Tocha Olímpica com Perito Papiloscopista

Fonte: Sinpol-DF

Judoca desde os 13 anos de idade, Alan acabou abrindo mão de uma possível carreira profissional no esporte e, aos 31 anos, passou a integrar os quadros da PCDF – ele é lotado no Instituto de Identificação (II). Em seguida, no entanto, reconheceu a possibilidade de unir as duas paixões e decidiu treinar para as competições internas.

Alan Blanco 1

Perito Papiloscopista Alan Blanco exibe suas medalhas: motivo de orgulho para a categoria e para a PCDF.

Ainda em 2002, mesmo ano que tomou posse, lutou na primeira edição da Olimpíada de Integração dos Órgãos de Segurança do Distrito Federal (Olinsesp) e foi o campeão em sua categoria, até 81kg. No ano seguinte, competiu também nos Jogos Mundiais de Policiais e Bombeiros (WPFG), em Barcelona, e voltou com a medalha de prata.No entanto, convicto de que poderia ser campeão, continuou treinando para o próximo mundial – que seria em 2005 no Canadá – e, nesse meio tempo, participou da II Olinsesp, onde voltou a obter a primeira colocação.

Com o apoio da direção do II, Alan conseguiu conciliar os horários de trabalho e treinamento. Além do expediente no Instituto, o policial passou a fazer duas horas e meia de preparação física e treinar três horas de quimono por dia. Era uma rotina puxada, que se estendia de segunda a sábado.

O esforço foi consagrado com a medalha de ouro nos Jogos Mundiais de Policiais e Bombeiros de 2005. A vitória teve um gosto ainda mais especial porque contou com a torcida do pai, Mairo Cinnanti, que chegou a viajar para o Canadá para assisti-lo. "Foi uma emoção muito grande", revela Alan.

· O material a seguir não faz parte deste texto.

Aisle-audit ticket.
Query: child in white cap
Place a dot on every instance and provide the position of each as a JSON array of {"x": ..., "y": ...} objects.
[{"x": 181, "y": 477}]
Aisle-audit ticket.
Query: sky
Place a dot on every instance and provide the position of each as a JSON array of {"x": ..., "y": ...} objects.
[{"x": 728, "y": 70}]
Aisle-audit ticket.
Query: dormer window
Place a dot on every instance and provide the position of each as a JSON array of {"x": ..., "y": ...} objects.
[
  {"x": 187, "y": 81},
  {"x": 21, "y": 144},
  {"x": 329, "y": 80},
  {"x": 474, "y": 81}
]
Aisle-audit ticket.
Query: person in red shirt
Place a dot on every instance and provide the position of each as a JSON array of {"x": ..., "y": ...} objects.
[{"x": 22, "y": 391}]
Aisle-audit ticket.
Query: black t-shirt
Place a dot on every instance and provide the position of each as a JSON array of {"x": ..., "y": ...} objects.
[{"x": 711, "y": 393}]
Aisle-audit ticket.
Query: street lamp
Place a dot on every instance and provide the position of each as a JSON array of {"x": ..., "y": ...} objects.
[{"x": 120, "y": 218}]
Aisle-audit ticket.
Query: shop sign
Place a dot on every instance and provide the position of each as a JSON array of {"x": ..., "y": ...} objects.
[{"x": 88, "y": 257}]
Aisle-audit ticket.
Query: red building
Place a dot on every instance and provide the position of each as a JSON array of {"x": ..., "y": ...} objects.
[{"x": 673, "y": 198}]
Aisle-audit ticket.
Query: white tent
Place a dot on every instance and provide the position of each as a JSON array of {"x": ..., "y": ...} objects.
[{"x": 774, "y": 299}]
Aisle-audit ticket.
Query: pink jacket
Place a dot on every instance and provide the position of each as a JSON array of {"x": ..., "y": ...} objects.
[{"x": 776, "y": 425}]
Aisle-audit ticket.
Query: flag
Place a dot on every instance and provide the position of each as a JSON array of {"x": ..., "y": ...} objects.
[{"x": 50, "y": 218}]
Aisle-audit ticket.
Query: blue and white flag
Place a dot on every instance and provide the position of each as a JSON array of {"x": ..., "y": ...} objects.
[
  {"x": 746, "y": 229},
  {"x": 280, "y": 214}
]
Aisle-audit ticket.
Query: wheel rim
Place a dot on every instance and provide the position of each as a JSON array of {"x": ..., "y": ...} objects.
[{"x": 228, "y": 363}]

Grato, o campeão mundial lembra do apoio financeiro que recebeu da Associação Brasiliense de Peritos Papiloscopistas (Asbrapp) e, sobretudo, do Sinpol-DF para que pudesse participar das competições internacionais – algo ainda raro entre os policiais civis.

INDICAÇÃO

Depois dos seus bons resultados, diversos policiais atletas também se estimularam a competir dentro e fora do Brasil, e para Alan, foi esse pioneirismo que desencadeou o convite para participar do tour da tocha.

Por outro lado, ele observa que, ao longo dos últimos anos, viu outros tantos policiais conseguirem grandes resultados em diversas categorias esportivas. "Eu me sinto muito honrado e vou tentar, da melhor forma representar todos esses policiais que também teriam condições de estar no meu lugar nesse momento", reconhece Alan.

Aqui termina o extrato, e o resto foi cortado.